Comprehensive Obesity Benefits Checklist

Obesity is a complex, expensive chronic disease that negatively impacts the health and longevity of more than 70 million Americans and imposes an enormous burden on our health care system and the economy. The need to confront the obesity epidemic calls for a serious look at how we address insurance coverage of obesity treatment. The present landscape of obesity care coverage is piecemeal. Health professionals frequently cite inconsistent and/or inadequate reimbursement for obesity-related services as a barrier to delivering appropriate care. Without guidance on how to operationalize evidence-based behavioral, nutritional, pharmacological and surgical obesity treatment modalities as health benefits, health care plans have taken vastly different approaches in determining what and how obesity treatment services are covered for their members. As a first step toward standardizing the availability of obesity care across plans, the STOP Obesity Alliance designed a Comprehensive Obesity Benefit that provides guidance on the core components of obesity care and the conditions under which these services and/or items ought to be covered.
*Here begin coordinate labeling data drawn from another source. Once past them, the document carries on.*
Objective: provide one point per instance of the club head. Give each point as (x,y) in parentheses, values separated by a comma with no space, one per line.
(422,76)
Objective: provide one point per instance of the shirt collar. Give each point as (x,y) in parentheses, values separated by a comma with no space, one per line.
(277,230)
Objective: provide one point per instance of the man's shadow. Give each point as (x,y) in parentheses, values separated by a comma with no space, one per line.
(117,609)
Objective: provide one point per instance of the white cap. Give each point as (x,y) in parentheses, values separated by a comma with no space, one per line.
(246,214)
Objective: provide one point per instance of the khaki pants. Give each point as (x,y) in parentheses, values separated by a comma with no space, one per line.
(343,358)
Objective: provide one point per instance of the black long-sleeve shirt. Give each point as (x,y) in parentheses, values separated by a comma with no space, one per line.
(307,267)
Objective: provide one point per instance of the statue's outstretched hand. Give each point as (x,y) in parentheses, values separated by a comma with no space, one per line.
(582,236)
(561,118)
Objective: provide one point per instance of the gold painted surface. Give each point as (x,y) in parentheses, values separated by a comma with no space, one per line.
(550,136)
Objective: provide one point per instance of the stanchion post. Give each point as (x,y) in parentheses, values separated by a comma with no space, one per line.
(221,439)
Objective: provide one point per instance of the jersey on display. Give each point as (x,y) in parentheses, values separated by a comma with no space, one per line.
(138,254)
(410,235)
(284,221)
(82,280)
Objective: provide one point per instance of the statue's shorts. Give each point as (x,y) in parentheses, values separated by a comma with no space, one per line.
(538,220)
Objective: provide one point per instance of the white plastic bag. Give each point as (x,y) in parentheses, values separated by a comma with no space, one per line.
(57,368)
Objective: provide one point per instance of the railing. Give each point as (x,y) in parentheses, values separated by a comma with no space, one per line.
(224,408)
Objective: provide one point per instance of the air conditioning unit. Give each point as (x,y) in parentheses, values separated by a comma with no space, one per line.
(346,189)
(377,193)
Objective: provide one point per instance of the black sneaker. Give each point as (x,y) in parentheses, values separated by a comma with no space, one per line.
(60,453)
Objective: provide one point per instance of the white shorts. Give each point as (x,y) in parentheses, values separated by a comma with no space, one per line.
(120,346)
Our recommended benefit is broadly consistent with current evidence-based treatment guidelines and informed, in part, by current obesity benefit offerings across plan types and payers. Our benefit:

  1. Identifies evidence-based obesity treatment modalities that can support clinically significant weight loss among persons with obesity; and
  2. Provides guidance on the appropriate amount, scope, duration and delivery of obesity-related benefit offerings

Download the full Comprehensive Obesity Benefit (PDF).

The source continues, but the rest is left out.